Raymond Macherot foi um mestre da BD em séries animalísticas poéticas e satíricas, como Clorofila e Sybilline, publicadas nas revistas Tintin e Spirou. Raymond Macherot desejava inicialmente seguir uma carreira no jornalismo e na pintura, mas por necessidades financeiras, dedicou-se à ilustração.
Os seus primeiros desenhos, assinados com o pseudónimo de Zara, foram para o magazine satírico Pan. Em 1953, entra na revista Tintin e nos estúdios de arte da editoras Lombard. Aqui realiza inúmeras ilustrações e histórias curtas, escrevendo também o primeiro episódio de O Cavaleiro Branco, desenhado pelo casal Funcken.

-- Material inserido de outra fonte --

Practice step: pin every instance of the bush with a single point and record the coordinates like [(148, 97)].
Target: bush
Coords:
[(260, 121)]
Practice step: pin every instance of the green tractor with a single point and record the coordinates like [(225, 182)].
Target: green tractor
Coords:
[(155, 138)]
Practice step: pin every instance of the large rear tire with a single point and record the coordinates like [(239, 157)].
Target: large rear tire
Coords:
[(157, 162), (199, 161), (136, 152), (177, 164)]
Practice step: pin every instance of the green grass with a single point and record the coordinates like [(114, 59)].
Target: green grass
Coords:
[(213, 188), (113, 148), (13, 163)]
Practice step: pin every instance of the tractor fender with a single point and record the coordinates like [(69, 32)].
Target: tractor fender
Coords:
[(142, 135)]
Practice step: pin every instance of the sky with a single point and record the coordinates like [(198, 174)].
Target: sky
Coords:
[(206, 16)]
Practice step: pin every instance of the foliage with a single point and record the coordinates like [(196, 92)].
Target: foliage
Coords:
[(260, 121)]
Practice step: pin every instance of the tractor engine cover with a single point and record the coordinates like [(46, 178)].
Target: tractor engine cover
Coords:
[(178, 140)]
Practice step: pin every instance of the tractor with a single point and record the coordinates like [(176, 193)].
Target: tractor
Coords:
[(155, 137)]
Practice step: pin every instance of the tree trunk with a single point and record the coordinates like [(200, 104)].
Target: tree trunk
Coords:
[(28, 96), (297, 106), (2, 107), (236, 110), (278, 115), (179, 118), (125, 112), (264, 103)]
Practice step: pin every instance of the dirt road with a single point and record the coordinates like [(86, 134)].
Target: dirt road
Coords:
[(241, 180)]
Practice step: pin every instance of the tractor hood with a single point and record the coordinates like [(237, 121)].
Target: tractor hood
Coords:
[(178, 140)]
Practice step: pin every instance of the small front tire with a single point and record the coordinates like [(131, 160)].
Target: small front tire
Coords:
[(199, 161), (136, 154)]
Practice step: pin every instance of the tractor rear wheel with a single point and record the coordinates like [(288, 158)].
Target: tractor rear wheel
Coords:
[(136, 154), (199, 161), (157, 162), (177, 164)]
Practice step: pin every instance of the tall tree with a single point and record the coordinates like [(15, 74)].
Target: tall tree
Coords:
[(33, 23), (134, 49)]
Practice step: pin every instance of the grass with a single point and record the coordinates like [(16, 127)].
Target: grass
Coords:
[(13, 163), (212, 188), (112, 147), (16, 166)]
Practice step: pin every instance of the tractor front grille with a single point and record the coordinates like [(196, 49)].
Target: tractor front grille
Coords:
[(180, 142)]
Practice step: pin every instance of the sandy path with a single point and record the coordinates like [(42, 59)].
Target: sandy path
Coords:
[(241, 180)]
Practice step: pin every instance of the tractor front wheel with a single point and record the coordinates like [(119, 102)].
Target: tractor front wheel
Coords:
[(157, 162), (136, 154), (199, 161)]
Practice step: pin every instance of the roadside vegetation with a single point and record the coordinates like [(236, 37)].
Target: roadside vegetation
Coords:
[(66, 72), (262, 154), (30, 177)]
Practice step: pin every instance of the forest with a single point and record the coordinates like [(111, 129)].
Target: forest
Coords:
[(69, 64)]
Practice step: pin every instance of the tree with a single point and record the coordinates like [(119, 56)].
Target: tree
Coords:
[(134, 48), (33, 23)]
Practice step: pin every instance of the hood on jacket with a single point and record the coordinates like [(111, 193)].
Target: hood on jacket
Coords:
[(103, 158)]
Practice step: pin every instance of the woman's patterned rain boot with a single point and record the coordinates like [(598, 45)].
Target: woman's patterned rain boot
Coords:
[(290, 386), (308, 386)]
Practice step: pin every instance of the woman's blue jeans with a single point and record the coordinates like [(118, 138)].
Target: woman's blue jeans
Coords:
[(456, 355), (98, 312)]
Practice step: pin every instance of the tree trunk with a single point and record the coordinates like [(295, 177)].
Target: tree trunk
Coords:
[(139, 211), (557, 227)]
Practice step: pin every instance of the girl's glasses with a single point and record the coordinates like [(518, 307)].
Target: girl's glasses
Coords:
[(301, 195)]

Um ano depois, cria a sua primeira série com animais e a mais conhecida da sua carreira, Clorofila e Minimun. Até 1963, Macherot responsabiliza-se pela série, passando depois para outros autores, como Guilmard e Hubuc. Paralelamente, desenhava histórias curtas de Pére La Houle e Klaxon. Entretanto, cria em 1960 a série policial do coronel reformado Clifton, tendo escrito e desenhado três episódios, sendo rendido por Turk e De Groot.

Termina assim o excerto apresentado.